Donor organs are few and far between Keystone

An inquiry into a bungled heart operation has sparked a debate about the possibility of transplanting an organ not compatible with a patient’s blood group.

Rosmarie Voser died in April last year after surgeons at Zurich University Hospital gave her an incompatible heart.

Investigators are looking into whether Marko Turina, the surgeon in charge of Voser’s operation, knowingly tried to rewrite medical textbooks by giving her an organ which was likely to be rejected by her immune system.

Turina has claimed he was not aware at the time of the operation that the patient’s blood group was incompatible with the heart, which came from a different blood-group donor.

Attempts to transplant incompatible hearts have traditionally been considered to be strictly taboo.

But leading transplant cardiologist Lori West told swissinfo that more and more surgeons were pushing back the boundaries and considering what was once thought to be medically impossible.

Challenging assumptions

According to West, the traditional medical assumption has been that an organ must be compatible with a patient’s blood type – and that there is no chance of survival if an incompatible heart is used on the operating table.

But she has carried out operations on children using incompatible hearts and says that a successful heart transplant involving an adult patient can no longer be ruled out.

“We are able to consider crossing barriers now which were once thought to be absolutely insurmountable, because technology has made new approaches possible,” she said.

West, who is the medical director of the heart-transplant programme at the Hospital for Sick Children in Toronto, Canada, said that operations involving children had proven to be successful because a child’s immune system has not yet developed the antibodies needed to attack an incompatible heart.

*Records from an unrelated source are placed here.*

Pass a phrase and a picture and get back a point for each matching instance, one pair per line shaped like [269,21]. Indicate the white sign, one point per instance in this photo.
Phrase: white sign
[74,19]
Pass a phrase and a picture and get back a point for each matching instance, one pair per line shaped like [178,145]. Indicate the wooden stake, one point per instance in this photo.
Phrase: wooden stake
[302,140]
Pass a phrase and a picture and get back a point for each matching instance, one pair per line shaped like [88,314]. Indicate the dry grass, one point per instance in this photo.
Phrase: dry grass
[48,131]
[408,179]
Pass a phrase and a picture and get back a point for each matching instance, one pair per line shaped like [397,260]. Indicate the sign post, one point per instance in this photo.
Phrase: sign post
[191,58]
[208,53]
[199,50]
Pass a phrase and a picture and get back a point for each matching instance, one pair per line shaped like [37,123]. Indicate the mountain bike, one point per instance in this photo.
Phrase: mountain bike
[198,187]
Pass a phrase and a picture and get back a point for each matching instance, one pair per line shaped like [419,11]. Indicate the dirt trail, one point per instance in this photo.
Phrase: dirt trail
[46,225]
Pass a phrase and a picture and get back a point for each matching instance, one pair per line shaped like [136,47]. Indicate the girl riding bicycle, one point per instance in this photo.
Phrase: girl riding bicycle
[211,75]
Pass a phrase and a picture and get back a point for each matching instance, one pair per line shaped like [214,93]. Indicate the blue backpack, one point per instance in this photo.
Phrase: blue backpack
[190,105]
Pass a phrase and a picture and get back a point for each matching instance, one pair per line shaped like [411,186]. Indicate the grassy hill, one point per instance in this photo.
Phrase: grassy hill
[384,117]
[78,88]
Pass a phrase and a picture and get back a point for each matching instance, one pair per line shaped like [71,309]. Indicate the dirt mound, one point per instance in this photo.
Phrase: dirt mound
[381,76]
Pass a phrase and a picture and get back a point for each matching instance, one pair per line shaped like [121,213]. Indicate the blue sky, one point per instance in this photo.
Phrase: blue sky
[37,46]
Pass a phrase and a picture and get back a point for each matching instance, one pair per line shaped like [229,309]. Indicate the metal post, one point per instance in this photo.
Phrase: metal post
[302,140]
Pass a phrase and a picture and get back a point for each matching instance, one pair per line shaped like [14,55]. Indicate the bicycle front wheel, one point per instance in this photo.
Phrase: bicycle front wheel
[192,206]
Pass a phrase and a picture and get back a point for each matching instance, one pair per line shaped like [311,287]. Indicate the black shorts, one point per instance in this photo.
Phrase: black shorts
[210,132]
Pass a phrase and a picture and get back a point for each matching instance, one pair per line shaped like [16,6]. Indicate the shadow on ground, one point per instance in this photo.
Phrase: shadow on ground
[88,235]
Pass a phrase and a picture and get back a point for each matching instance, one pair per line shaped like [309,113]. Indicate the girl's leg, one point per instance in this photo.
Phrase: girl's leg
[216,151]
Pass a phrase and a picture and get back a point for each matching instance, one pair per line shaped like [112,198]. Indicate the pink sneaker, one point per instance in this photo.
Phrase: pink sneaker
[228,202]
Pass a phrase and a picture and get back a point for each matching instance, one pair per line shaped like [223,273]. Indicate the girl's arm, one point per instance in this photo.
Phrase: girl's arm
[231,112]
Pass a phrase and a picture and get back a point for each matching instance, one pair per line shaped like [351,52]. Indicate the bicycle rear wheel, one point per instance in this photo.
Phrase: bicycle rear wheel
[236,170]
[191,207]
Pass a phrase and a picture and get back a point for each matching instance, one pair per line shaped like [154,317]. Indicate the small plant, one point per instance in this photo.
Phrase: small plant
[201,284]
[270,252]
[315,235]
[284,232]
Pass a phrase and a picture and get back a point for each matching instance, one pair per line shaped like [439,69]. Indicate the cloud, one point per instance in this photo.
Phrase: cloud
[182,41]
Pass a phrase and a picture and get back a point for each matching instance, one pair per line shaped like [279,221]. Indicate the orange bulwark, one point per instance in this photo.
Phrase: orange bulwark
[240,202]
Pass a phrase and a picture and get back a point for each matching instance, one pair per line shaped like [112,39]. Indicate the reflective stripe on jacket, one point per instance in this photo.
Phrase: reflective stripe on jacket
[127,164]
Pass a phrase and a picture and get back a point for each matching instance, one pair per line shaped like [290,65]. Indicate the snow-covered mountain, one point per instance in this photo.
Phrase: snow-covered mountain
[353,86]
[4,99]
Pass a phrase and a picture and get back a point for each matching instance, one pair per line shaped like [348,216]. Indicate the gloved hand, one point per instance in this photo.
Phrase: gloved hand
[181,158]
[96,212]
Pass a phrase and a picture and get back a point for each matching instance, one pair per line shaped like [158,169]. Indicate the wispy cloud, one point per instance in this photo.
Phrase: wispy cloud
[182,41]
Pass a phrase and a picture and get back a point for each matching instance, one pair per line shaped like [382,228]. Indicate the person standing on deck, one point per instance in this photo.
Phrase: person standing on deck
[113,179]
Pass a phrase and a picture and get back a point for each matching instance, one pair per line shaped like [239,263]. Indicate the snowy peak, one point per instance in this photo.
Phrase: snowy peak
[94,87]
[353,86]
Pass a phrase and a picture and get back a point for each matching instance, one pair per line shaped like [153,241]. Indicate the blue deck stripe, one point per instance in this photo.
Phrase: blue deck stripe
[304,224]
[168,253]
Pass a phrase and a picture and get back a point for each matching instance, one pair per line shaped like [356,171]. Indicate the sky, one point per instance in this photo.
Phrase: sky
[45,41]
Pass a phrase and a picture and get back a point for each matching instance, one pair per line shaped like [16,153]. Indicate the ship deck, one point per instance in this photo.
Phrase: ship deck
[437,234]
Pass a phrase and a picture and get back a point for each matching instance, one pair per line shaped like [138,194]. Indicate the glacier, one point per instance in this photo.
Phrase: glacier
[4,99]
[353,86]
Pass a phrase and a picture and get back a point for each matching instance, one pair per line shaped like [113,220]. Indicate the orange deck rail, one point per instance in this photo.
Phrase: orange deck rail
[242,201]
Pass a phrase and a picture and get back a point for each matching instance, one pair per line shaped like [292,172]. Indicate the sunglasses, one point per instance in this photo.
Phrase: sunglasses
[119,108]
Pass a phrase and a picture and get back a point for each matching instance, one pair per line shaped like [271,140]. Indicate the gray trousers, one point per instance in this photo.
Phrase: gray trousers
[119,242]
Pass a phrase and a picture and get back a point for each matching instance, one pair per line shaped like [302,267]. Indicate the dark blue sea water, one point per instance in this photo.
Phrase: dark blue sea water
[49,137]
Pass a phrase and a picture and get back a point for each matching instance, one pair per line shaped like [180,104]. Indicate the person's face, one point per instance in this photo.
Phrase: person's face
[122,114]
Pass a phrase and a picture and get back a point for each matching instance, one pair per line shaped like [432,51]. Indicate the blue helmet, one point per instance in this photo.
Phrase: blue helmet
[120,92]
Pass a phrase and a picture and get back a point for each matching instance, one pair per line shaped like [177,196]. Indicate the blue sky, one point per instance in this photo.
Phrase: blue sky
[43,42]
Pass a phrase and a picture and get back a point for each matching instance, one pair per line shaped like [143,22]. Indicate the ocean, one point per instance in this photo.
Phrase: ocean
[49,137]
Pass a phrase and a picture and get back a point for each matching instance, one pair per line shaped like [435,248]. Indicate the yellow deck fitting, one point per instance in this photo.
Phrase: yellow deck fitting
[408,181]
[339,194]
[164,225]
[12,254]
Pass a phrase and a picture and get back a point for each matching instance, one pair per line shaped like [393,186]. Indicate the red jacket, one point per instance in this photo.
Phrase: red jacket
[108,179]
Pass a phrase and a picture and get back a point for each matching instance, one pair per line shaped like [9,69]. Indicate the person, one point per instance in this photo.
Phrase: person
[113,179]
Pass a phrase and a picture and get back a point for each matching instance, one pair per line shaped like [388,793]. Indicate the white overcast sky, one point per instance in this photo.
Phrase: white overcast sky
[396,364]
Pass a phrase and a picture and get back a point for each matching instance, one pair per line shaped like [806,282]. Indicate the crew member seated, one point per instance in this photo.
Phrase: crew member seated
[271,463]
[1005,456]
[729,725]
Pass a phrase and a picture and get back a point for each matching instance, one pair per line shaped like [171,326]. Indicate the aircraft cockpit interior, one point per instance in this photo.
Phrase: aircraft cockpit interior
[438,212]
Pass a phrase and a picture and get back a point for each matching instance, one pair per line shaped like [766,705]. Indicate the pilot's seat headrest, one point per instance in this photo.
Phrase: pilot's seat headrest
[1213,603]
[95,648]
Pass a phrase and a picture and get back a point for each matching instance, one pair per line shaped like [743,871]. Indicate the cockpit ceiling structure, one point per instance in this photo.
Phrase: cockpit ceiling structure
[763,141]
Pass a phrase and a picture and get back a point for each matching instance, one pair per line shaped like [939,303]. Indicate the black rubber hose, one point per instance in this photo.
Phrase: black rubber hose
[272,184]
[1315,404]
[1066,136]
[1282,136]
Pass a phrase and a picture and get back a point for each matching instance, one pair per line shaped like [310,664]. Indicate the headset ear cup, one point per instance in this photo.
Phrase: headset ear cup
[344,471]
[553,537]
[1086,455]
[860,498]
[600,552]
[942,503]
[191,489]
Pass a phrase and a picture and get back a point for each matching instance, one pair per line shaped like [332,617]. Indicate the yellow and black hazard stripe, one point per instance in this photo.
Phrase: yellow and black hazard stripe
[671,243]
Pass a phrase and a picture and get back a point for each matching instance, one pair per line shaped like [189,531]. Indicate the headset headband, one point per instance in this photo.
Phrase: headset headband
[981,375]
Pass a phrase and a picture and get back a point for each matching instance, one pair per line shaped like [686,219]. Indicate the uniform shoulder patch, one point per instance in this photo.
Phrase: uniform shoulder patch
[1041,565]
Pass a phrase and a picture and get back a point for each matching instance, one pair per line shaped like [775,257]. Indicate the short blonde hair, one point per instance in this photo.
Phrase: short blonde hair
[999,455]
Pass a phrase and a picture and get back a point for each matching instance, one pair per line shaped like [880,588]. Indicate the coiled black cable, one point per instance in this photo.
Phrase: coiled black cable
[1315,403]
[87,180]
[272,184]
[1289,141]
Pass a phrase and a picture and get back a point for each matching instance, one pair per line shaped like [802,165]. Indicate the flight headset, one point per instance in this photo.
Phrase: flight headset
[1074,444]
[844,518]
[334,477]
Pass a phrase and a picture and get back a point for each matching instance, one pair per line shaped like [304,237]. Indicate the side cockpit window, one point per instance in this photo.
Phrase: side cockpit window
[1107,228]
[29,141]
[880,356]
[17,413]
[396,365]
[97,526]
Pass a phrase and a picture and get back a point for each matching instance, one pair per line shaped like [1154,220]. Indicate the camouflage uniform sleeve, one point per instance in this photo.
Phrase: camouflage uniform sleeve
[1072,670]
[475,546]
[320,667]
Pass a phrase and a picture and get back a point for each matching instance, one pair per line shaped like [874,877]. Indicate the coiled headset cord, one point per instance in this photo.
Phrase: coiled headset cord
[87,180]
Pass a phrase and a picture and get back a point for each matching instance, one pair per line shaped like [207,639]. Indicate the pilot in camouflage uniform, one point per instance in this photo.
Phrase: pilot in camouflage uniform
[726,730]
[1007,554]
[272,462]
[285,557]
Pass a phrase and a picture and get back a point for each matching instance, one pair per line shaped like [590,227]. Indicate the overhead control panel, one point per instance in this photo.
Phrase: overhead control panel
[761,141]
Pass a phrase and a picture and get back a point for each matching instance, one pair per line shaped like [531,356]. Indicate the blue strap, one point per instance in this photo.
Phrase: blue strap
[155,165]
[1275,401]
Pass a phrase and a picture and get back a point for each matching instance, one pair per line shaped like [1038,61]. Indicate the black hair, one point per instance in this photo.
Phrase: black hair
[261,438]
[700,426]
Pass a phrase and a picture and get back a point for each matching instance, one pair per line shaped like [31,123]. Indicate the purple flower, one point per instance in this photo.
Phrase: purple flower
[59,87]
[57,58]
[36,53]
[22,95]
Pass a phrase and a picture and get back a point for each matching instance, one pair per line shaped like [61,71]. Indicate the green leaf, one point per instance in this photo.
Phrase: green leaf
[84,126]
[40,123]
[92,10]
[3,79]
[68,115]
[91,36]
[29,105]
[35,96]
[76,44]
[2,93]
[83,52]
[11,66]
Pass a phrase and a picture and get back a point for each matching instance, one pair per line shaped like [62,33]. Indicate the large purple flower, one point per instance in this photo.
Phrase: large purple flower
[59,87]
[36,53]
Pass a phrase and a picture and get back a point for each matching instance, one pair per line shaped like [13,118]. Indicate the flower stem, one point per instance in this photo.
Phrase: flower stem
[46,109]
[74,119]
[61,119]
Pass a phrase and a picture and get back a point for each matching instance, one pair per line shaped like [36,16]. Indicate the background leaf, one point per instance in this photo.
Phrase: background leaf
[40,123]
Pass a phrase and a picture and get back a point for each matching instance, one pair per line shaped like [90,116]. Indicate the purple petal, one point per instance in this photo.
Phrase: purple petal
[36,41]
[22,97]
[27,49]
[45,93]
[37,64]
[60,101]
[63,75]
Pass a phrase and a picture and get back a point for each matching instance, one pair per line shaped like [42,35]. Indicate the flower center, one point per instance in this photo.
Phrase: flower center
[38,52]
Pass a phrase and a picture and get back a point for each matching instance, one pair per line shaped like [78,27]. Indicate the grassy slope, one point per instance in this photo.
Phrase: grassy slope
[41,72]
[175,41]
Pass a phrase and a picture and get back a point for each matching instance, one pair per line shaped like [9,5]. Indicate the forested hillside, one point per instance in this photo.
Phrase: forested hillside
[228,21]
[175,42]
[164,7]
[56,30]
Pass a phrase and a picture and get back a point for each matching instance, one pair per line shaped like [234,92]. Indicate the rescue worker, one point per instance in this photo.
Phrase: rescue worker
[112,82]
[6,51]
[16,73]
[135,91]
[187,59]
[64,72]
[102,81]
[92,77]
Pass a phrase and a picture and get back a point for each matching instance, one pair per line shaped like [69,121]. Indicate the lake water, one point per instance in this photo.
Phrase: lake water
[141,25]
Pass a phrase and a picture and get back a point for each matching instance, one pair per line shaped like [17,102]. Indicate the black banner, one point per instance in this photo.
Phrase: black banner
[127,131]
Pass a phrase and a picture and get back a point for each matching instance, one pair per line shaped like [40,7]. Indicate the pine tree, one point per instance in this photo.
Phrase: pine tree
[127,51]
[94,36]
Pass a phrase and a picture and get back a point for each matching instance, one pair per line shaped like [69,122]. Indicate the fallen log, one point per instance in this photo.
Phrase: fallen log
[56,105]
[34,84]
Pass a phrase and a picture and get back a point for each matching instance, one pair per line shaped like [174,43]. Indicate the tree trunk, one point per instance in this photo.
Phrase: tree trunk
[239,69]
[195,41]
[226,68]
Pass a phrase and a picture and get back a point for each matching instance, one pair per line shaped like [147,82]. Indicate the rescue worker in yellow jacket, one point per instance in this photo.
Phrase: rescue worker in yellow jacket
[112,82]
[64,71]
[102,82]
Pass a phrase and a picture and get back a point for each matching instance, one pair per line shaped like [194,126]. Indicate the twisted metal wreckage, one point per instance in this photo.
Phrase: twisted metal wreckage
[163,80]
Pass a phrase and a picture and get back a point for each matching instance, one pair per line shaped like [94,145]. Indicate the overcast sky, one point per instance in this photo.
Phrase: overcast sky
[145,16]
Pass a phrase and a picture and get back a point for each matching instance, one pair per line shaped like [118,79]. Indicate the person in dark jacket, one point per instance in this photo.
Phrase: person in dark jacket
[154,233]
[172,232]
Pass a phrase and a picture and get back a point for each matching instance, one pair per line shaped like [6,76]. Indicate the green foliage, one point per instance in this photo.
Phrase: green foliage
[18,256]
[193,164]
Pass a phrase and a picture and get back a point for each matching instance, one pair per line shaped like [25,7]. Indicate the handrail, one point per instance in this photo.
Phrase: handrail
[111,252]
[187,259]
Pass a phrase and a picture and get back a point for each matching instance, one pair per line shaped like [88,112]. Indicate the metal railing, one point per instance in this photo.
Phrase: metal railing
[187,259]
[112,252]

Adults are far more likely to reject an incompatible organ – with fatal results – unless steps are taken to deal with the antibodies.

“There are now ways of getting rid of these antibodies and there are also new ways of targeting the cells that produce them,” said West.

Successful transplants

Kidney transplants involving incompatible organs have been successfully carried out, but West points out that such operations are not as dangerous as those involving hearts.

“With a kidney transplant, if things go wrong you can always fall back on dialysis. If a heart-transplant operation fails, you’re going to lose your patient.”

It’s for this reason that West believes no surgeon has yet set out to perform a transplant operation on an adult using an incompatible heart.

“It’s not that the evidence says that it would be less successful. It’s just that the evidence simply isn’t there, because we haven’t been able to do it yet.”

She adds that it is only a matter of time before the evidence gathered from operations using kidneys will become “so compelling” that it will make “perfect sense” to move on to hearts.

“It would be very risky, but it’s no longer an absolute barrier.

“I mean, who would have thought all those years ago that we could take a kidney out of someone’s body and put it in someone else’s? And we’ve certainly come a long way since then.”

swissinfo, Ramsey Zarifeh

Heart-transplant patient Rosmarie Voser died at Zurich University Hospital in April 2004.
The hospital’s transplant team said she had been mistakenly given a heart which was not compatible with her blood group.
Investigators are seeking to determine whether surgeons deliberately gave the patient an incompatible heart.